As I ironed each napkin I started to think about my Papa. My mother’s father. Papa was a church pastor so he wore a lot of suits and that meant he needed a lot of handkerchiefs. When I was young Papa would pay me a dime for each handkerchief that I ironed. I was so excited! A dime in those times could buy you 10 pieces of penny candy or one pack of now-laters, just sayin.

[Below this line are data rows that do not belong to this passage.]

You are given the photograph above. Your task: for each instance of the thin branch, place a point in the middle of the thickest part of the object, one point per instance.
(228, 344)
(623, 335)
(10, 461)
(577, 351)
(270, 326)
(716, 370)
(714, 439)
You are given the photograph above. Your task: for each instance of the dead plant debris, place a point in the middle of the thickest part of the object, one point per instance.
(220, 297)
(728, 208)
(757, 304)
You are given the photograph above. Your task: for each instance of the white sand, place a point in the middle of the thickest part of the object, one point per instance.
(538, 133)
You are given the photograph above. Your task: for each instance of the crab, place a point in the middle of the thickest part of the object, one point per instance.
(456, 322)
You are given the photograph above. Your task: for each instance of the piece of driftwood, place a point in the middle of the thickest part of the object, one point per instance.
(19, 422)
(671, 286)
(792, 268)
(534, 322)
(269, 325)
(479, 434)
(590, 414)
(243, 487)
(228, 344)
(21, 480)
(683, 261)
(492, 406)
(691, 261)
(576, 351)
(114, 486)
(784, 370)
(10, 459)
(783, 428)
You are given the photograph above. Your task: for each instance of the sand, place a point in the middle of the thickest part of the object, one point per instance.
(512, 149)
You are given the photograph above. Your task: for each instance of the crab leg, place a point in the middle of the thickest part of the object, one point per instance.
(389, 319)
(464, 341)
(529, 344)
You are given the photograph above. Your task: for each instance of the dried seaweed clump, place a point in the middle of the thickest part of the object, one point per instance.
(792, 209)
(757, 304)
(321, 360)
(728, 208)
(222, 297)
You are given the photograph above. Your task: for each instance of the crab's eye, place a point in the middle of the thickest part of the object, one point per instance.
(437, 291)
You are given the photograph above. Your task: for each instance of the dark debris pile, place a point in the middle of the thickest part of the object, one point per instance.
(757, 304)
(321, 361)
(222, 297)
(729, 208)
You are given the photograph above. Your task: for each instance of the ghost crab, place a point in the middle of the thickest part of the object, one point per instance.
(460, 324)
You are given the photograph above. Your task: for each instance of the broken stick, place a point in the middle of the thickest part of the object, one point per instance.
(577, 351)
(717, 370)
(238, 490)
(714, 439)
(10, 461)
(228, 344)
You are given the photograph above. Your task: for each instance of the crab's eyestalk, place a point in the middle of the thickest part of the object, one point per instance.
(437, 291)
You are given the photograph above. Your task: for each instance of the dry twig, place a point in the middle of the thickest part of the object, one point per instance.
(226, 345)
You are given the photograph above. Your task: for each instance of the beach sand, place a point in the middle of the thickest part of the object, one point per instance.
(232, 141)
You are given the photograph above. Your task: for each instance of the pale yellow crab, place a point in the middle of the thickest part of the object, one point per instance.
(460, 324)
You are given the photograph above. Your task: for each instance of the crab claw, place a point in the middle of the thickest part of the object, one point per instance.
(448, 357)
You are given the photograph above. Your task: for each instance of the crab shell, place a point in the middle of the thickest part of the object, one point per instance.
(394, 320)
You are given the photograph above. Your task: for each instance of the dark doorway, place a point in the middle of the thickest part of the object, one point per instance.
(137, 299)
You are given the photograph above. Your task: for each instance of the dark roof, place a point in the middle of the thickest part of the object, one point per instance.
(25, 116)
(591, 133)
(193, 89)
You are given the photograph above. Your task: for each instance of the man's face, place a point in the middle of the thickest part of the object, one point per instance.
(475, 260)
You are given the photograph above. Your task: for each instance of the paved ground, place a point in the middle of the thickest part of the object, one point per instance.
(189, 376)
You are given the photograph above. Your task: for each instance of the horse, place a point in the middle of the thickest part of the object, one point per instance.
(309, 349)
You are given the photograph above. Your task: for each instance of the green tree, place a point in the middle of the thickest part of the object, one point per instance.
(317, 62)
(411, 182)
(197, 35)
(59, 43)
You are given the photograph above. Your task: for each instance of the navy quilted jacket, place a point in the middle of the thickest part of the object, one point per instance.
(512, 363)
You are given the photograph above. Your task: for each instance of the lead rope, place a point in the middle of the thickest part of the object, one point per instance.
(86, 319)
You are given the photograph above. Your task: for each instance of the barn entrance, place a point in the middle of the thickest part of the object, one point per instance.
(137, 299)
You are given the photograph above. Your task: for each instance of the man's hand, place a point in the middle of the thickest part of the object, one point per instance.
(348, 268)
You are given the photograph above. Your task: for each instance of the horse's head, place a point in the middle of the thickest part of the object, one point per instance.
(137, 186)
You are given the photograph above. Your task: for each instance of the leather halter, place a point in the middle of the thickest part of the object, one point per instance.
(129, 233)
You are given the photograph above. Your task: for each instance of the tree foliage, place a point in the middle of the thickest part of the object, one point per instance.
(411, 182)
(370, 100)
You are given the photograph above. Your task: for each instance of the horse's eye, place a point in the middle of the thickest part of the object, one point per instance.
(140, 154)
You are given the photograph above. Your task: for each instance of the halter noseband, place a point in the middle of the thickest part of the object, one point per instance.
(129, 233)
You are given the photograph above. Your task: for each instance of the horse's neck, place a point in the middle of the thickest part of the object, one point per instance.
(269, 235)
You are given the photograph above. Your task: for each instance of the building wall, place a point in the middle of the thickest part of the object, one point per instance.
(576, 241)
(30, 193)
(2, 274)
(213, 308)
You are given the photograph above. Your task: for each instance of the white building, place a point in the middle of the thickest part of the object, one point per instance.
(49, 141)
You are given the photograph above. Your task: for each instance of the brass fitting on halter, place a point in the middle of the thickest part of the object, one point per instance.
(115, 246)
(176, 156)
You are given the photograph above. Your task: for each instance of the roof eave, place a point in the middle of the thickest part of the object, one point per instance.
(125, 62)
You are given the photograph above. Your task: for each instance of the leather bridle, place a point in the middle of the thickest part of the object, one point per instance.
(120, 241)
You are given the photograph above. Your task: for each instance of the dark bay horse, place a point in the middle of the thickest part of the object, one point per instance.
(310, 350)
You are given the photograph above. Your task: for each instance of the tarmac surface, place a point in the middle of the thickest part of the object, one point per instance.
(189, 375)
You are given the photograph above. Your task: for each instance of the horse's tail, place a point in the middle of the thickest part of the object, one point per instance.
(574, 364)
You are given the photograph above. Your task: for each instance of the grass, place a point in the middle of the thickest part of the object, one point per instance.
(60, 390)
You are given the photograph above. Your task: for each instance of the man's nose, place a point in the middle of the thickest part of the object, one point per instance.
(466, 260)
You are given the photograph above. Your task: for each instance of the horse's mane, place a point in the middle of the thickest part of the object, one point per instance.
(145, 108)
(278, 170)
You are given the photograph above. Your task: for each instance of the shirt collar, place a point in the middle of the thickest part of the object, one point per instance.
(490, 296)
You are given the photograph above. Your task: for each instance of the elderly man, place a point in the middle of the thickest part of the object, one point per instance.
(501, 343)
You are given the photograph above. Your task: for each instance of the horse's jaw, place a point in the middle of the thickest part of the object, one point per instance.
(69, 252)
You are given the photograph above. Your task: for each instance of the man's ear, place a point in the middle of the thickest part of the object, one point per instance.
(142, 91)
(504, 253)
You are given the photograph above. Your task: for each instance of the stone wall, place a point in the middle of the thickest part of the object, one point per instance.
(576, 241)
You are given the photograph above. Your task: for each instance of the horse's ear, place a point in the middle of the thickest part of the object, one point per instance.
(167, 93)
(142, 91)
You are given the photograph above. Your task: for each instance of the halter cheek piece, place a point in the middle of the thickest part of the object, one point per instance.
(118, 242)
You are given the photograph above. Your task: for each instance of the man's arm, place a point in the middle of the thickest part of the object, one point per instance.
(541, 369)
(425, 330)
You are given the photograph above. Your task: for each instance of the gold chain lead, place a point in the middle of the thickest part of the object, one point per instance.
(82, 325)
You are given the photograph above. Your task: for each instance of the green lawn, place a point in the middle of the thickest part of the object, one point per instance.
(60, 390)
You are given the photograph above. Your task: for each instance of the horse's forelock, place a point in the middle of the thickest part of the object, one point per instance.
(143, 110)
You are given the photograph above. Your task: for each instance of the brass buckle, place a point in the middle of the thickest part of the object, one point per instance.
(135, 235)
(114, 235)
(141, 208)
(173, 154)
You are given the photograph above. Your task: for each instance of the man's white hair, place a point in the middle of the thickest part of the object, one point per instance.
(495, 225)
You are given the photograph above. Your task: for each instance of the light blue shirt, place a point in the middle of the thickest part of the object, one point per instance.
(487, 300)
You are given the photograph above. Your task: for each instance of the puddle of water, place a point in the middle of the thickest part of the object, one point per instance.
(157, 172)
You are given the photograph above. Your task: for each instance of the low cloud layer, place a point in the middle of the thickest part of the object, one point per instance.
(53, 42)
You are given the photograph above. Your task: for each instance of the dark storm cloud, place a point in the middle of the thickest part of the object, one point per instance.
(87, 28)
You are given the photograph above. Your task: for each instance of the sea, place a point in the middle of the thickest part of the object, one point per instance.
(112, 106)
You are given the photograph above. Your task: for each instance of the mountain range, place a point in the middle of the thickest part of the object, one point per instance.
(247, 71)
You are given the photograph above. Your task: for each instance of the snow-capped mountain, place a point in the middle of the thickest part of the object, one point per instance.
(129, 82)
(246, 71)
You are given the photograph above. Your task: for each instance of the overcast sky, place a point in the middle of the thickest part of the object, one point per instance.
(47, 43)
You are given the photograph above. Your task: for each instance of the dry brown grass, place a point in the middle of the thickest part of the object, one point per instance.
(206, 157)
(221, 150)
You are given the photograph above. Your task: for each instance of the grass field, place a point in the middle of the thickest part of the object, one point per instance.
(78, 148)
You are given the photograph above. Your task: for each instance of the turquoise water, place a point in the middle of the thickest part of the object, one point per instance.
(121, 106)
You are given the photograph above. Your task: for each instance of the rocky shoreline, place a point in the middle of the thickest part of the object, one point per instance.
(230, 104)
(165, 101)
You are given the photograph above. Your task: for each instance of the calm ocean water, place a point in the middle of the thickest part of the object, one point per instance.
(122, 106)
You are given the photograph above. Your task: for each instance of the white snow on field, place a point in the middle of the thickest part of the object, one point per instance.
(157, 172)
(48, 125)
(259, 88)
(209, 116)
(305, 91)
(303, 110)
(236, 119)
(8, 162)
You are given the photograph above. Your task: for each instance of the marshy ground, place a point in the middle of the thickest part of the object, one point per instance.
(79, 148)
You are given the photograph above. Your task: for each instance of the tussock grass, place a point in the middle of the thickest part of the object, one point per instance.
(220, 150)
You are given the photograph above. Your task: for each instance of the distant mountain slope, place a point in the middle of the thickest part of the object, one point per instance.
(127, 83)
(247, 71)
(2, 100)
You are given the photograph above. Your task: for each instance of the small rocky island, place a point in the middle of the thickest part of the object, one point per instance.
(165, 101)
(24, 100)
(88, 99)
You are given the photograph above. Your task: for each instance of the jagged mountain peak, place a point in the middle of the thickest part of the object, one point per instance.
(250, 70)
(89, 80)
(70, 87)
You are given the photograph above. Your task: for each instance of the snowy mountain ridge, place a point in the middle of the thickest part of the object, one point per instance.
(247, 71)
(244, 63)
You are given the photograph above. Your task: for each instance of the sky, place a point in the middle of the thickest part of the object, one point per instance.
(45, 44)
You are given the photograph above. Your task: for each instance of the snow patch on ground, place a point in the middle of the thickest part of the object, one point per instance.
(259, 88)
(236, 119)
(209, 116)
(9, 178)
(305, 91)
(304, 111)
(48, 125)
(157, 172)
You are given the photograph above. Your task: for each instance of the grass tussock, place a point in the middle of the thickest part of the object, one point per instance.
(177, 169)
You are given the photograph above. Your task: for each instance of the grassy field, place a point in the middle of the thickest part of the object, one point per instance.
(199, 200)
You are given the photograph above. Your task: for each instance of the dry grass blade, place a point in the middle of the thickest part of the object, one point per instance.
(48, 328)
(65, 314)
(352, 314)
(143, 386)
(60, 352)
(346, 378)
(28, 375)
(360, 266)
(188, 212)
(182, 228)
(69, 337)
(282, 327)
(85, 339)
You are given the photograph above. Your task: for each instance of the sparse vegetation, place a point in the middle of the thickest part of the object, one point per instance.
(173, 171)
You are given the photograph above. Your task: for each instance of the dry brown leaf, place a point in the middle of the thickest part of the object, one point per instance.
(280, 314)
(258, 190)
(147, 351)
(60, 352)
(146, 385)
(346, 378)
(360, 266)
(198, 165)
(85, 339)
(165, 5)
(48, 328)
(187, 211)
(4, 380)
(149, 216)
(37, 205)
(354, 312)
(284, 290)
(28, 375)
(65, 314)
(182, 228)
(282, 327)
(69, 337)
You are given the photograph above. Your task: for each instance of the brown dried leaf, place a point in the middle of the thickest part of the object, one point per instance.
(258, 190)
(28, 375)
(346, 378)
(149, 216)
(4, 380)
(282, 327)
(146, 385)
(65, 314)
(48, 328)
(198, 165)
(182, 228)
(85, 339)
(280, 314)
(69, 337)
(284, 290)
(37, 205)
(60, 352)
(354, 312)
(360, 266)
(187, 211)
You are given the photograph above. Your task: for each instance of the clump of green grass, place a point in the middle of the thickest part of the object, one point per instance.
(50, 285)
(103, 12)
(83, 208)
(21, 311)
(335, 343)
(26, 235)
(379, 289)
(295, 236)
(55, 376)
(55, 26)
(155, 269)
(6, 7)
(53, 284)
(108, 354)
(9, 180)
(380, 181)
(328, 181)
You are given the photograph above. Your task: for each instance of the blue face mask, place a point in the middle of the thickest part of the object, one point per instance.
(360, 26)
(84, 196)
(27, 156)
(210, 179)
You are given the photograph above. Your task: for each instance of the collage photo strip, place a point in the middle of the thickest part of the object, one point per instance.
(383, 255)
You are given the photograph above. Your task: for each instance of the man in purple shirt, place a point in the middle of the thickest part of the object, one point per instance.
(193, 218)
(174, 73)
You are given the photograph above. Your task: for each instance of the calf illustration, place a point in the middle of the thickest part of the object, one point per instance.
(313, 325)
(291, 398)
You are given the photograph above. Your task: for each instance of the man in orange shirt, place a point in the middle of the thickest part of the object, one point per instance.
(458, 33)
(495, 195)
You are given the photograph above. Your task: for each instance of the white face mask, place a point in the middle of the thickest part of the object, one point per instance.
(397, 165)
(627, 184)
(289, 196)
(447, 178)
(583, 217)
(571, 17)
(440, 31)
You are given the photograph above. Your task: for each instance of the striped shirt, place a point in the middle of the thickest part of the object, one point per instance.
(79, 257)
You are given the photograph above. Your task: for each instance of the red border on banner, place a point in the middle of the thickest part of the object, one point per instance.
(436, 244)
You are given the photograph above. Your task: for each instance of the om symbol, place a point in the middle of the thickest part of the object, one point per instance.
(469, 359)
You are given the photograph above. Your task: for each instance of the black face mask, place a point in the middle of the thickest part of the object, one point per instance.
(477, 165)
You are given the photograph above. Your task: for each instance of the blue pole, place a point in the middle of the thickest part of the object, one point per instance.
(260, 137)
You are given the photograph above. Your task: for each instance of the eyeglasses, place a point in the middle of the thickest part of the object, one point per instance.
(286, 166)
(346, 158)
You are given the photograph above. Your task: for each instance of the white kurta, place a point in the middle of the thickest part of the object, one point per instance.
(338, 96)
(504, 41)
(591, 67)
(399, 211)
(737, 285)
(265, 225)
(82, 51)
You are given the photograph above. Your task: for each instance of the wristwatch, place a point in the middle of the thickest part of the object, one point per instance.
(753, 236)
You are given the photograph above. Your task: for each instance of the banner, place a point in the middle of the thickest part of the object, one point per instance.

Today I filled the iron with water to make sure that I could have steam when I needed it. I turned the iron on the cotton setting to be sure it would be hot enough. Then I followed the same steps each time:
Ironed the napkin flat making sure to go all the way to the edges
fold in half, press the iron down letting the point of the iron press out stubborn creases
fold in half again, iron again making sure to go all the way to the edges
fold one more time and then the final press.
Last inspect my work
This was the same process for ironing my Papa’s handkerchiefs. I would then take them to him and he would look them over and send me back to redo the ones that didn’t make the cut.
Today the thought of ironing his handkerchiefs makes me smile. Makes me think of what gifts that experience had for me. First, the skill of knowing how to iron a damn good handkerchief. Second, a sweet exchange with my Papa. I had something to ofter that he needed and it was valuable enough that he was will too pay me for it. And next if the job isn’t done well I could go back and make it right.
I know I’m just ironing napkins. But somehow today I’m not, I’m also ironing handkerchiefs. I’m feeling my Papa’s love and sitting in such deep gratitude.